Figure 7 shows the effect of \({\text{SRF}}\) and \(\varphi\) in the constant value of \(b\) and \(\theta\). The \({\text{SRF}}\) effect was discussed before. As can be seen from this figure, \(\varphi\) and permeability are directly related to each other. For the \(\varphi\) impact, the figure shows that increasing \(\varphi\) causes the enhancement of the permeability. By increasing \(\varphi\), the inlet area would increase as also the volume of the inlet fluid. A higher amount of the fluid would support the flow, and as a result, the pressure drop through the fracture would significantly decrease, and the permeability would increase (Lemonnier and Bourbiaux 2010).

Fig. 7
figure 7

3D plots and contour of fracture permeability versus SRF and porosity at constant fracture opening (262.5 μm) and angle (20°) values

The effect of b and \(\theta\), in the constant value of \({\text{SRF}}\) and \(\varphi\), is demonstrated in Fig. 8. As discussed previously, permeability and \(\theta\) have an inverse relation. By increasing \(b\), the amount of the fluid that contributes to the flow would increase, and therefore, the same as \(\varphi\), the pressure drop would decrease. Thus, by increasing \(b\), the permeability would increase, which is in total agreement with the LCL relation. In addition, Fig. 9 shows the effect of \({\text{b}}\) and \(\varphi\). The result of this figure is similar to the previous ones.

Fig. 8
figure 8

3D plots and contour of fracture permeability versus fracture opening and the angle at constant SRF (2) and porosity (16.5%) values

Fig. 9
figure 9

3D plots and contour of fracture permeability versus fracture opening and porosity at constant SRF (2) and angle (20°) values

In this study, the fluid flow through a 2D model and single rough fracture was investigated. However, other parameters like tortuosity may affect fracture permeability. Further studies are recommended to simulate fluid flow in 3D models and fracture networks.

Conclusions

In this study, an analysis was performed to study the fluid flow in rough fractures by computational fluid dynamics (CFD), and the effects of different parameters including \({\text{SRF}}\), \(\varphi\), \(b\), and \(\theta\) were investigated. The following conclusions were drawn:

  • The proposed response surface methodology (RSM) model could effectively predict the permeability of rough-walled fractures.
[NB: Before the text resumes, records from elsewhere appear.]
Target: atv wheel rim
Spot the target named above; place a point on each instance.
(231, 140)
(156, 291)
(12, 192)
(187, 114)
  • The power-law model, optimized by the genetic algorithm, could accurately predict the fractures permeability.

  • The results of the proposed correlations showed superiority over local cubic law (LCL) in the precise prediction of fracture permeability in the presence of roughness. More precisely, the statistical analysis of the models indicated that the RSM model is the most accurate one (to find the fracture permeability). However, the power-law model has a simpler form than the RSM model.

  • The proposed correlations are recommended to be used to estimate the permeability of hydraulic and natural fractures since surface roughness affects the fracture permeability, which the LCL model cannot capture its effect.

  • In brief, the findings of this study contribute in several ways to our understanding of the considerable effect of roughness on the fluid flow in fractured reservoirs. Moreover, this work provides suitable correlations (RSM and power-law models) for the precise prediction of the permeability of the fracture in future works.

The main limitations of this work are as follows: fluid flow is considered laminar and other flow regimes are not modeled. Also, the utilized model was two-dimensional; three-dimensional models were not studied that results in ignoring the fracture tortuosity which influences fluid flow and our estimates of the fracture permeability. It is recommended to study three-dimensional models and investigate the effect of fracture tortuosity on permeability estimates in future works. Also, another future research direction can be studying the effect of roughness on fracture relative permeability under two-phase fluid flow. In addition, the results of simulation technique and local cubic law can be compared with experimental data.